Bulgarian zucchini for the winter: marinating recipes with photos and videos
Interesting recipes with photos of s alting can be found in various sources: books, websites, magazines. Bulgarian pickled zucchini for the winter will appeal to those who love unusual snacks and do not want to spend a lot of time preparing them. They taste sweet and sour, they can be eaten with any side dish, or cooked from them pizza, pies.
You can pickle any variety, young or mature, with or without skin. All recipes differ in certain features, but the cooking technique is the same. To make zucchini in jars delicious, you need to study it.
Snack Ingredients
Marinated zucchini is prepared with fresh vegetables, s alt, vinegar, sugar, garlic and herbs.

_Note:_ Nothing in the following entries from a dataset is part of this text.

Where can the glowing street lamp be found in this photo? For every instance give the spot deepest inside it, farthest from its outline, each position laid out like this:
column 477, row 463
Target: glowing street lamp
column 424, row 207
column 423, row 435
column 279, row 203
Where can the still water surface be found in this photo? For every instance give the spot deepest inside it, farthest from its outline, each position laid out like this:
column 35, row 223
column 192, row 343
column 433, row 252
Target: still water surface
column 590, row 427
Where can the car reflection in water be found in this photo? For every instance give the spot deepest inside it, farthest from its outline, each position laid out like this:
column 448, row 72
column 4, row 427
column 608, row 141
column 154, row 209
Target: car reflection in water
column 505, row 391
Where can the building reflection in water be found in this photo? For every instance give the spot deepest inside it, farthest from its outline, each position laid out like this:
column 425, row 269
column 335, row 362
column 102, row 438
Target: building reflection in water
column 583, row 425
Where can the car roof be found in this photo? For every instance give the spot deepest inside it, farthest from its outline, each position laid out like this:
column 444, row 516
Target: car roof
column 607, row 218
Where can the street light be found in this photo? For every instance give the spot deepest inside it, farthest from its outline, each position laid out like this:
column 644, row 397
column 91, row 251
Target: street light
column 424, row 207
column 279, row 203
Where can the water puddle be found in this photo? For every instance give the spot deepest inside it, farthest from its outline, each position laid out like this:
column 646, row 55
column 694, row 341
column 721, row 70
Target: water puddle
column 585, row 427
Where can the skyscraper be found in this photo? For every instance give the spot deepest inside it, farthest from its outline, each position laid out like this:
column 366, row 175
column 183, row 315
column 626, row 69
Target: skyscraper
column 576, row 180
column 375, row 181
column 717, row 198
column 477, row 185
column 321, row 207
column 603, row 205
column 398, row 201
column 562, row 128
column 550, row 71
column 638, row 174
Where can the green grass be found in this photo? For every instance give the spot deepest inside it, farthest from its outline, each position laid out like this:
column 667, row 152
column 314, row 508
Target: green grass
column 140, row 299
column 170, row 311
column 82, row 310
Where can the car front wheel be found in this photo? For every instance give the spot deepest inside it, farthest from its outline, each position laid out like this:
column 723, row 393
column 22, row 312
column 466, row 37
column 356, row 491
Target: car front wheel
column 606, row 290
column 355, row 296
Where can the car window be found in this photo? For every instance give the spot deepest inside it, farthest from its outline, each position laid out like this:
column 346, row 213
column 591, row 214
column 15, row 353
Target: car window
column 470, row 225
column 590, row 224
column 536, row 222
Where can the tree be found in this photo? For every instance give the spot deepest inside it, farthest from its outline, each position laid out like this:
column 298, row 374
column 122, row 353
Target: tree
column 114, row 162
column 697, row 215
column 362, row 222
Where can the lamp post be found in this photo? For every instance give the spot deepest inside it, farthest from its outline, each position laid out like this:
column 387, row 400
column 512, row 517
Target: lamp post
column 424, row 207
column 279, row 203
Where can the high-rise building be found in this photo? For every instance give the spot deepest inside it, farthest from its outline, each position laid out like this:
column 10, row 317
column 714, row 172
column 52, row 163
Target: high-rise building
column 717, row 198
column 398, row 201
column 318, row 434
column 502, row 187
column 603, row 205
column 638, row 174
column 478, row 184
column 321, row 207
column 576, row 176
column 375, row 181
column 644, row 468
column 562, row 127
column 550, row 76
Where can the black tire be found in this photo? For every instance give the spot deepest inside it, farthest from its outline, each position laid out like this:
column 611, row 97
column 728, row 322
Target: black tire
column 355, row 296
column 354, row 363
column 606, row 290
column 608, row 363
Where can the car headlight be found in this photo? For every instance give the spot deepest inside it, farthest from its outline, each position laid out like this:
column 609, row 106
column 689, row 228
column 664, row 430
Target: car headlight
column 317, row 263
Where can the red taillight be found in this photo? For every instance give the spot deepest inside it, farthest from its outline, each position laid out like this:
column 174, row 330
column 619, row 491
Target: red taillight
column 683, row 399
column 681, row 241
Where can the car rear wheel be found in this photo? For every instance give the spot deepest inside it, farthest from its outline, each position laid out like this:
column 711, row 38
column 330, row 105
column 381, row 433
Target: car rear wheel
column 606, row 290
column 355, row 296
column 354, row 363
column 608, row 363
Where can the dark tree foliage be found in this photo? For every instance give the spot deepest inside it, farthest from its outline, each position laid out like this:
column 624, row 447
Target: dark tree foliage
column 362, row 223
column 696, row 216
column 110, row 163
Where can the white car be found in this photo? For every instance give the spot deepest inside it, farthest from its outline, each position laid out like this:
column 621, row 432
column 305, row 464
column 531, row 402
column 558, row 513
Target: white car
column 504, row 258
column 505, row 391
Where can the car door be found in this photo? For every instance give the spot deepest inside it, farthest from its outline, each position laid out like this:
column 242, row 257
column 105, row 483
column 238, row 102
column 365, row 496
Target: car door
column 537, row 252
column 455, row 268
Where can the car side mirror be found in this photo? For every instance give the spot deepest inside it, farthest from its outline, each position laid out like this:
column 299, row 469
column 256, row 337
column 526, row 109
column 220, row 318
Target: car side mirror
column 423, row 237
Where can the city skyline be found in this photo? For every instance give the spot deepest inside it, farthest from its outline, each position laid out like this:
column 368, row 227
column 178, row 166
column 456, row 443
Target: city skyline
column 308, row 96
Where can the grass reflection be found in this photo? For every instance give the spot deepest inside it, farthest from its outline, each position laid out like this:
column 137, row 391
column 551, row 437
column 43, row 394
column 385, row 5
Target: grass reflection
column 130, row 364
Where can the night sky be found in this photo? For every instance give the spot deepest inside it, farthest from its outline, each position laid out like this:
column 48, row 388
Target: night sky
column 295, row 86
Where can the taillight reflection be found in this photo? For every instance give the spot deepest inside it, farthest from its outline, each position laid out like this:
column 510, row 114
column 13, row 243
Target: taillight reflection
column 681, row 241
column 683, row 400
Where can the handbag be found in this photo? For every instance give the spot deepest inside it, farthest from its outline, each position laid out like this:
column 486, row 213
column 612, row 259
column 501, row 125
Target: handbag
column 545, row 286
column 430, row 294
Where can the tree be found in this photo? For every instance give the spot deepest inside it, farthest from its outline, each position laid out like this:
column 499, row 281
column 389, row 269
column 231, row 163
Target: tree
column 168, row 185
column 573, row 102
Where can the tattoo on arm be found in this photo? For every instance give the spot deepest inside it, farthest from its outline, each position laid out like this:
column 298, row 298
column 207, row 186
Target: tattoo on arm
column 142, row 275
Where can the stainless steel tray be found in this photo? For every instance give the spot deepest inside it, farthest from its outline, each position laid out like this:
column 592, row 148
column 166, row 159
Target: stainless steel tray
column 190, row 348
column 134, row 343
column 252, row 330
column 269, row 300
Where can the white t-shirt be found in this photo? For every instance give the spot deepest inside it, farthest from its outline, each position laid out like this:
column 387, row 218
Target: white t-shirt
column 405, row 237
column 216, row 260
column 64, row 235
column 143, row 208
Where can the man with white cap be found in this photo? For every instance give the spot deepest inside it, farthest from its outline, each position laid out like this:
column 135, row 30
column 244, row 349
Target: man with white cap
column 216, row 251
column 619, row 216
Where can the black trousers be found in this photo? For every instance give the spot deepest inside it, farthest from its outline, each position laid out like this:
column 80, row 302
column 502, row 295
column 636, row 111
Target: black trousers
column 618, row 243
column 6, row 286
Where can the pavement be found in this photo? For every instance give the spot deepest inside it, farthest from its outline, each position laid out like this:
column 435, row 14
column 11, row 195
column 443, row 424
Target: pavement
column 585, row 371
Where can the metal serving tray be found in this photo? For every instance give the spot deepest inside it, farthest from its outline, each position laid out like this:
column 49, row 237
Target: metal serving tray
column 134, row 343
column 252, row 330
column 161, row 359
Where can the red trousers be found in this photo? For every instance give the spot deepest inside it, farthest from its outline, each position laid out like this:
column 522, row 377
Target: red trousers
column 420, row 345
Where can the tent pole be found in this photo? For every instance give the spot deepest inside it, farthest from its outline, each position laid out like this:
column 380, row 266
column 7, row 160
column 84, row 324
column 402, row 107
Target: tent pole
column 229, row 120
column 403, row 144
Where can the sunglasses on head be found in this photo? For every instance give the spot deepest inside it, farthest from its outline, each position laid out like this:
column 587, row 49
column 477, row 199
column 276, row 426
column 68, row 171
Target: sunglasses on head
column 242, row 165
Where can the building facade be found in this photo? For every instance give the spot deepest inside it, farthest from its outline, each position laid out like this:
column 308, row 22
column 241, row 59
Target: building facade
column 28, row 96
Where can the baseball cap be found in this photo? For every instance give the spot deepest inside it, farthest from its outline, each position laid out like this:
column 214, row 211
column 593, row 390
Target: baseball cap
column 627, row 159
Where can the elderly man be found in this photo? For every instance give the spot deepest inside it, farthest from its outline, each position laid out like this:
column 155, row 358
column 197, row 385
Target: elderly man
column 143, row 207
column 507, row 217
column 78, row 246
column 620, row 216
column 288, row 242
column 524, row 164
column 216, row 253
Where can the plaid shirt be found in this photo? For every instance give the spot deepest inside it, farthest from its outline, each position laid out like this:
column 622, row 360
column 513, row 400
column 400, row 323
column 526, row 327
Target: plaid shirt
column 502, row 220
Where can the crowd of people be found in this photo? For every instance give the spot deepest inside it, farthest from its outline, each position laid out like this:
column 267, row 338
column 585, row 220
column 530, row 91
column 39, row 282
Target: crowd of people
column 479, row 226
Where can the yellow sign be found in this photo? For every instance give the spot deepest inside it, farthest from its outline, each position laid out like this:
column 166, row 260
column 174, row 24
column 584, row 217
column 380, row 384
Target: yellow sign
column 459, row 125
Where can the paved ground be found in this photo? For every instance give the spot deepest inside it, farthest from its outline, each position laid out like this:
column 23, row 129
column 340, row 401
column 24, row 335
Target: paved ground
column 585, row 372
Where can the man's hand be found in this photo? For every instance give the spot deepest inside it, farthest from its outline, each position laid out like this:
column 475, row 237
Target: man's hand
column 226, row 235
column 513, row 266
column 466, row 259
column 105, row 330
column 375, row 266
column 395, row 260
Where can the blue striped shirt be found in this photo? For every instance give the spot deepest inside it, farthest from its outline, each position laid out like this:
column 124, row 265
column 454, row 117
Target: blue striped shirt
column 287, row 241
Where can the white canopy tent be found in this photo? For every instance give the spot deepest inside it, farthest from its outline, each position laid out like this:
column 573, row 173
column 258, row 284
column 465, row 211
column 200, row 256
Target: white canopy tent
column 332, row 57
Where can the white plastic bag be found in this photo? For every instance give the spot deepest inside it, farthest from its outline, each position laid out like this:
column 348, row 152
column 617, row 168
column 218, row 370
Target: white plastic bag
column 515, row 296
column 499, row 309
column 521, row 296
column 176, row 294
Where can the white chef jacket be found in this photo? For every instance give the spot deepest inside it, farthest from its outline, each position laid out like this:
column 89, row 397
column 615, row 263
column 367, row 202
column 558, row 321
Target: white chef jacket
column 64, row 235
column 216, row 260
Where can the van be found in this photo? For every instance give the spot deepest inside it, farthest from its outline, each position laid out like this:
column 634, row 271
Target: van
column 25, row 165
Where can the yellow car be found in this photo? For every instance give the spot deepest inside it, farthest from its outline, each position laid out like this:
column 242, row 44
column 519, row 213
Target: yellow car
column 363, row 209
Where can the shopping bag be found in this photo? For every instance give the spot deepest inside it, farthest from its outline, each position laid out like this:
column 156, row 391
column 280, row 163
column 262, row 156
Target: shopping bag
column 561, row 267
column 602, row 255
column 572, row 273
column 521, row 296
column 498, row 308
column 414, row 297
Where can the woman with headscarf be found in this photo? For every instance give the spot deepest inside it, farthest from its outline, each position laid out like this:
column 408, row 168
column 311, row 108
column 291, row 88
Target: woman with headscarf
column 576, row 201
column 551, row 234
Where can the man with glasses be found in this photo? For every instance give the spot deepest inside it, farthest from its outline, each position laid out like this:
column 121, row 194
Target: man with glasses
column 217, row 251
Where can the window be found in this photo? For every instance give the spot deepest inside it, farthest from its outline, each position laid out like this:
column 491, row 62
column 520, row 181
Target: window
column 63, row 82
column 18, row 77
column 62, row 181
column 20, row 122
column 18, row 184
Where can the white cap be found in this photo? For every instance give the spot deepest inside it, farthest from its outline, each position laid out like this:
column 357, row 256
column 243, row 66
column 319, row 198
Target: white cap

Number of products per 3 liter jar:
- One and a half kilograms of zucchini;
- 3 pieces of garlic;
- One liter of water;
- S alt 1-2 large spoons;
- Sugar 150 grams;
- Vinegar regular 130 grams;
- Laurel leaves;
- Currant, raspberry leaves;
- Black peppercorns;
- Dill two or three branches, parsley, any greens;
- A little hot pepper for seasoning.
Wash vegetables and herbs, clean from stains, rot, yellowness. Peel and wash the garlic. All vegetables can be washed with baking soda, as this product has a disinfectant property and does not leave an unpleasant odor. Soda is not expensive, and any housewife has it in the kitchen.
If the vegetables are not young, then it is better to clean the skin, because it is already tough. Cooking rules are simple. To make zucchini tasty and stored as long as possible, you need to study these rules.
Cooking rules
Zucchini, which are prepared for the winter without sterilization, resemble an old Soviet-era snack. It does not need to be sterilized, so it is done very quickly.
After the vegetables are washed in cool water with a sponge, peeled, they will need to be cut. Cut into circles of medium thickness. It is necessary to let them dry a little, and then fry in a pan in vegetable oil on all sides. The oil should drain.
This operation is followed by sterilization of jars. They should be washed well in hot water, then held over steam, scalded with boiling water. Leave to drain on dry material. Lids are also poured with boiling water and dried.
Greens are sorted from dry and yellowed branches, washed and dried. The garlic is peeled and divided into cloves. They need to fill the bottom of the jars. Then lay the zucchini so that they look beautiful and original.
You still need to cook the marinade. Boil water, add s alt, sugar, dill, hot pepper, raspberry or currant leaves. Boil the brine for 6-7 minutes. Then let it stand for a while, and fill the jars with it to the top.
The lids are screwed on and turned over on the floor until completely cool. Then put on the shelves of the refrigerator. And after three months you can try the finished snack.
Various secrets
Basically, the secret of delicious zucchini lies in the marinade. Canned zucchini have a special taste and aroma, they are crunchy and have a unique sourness.
When adding the marinade to the zucchini, it is better not to mix them too much, do not crush the vegetables. If vinegar is nevertheless added, then in small quantities, and at the end of cooking. Sugar should be more than s alt.
Greens for taste must be added, it always adds piquancy and an unforgettable aroma. It can be just dill, or parsley, cilantro, celery, horseradish, lemon balm, basil.
After closing the lids, it is better to cover the jars with a towel or blanket. So they will be protected from light and sudden cooling. After the jars have cooled, they are best stored in the refrigerator in the winter. This will keep them fresh longer and prevent them from getting moldy.
Lids every time to buy new ones in the store so that harmful bacteria and fungi do not start. They must be metal, strong, well screwed.
Bulgarian-style marinated zucchini is an easy way to preserve a rich harvest for the winter, as well as treat yourself to an original snack. Learn the rules of harvesting and get started.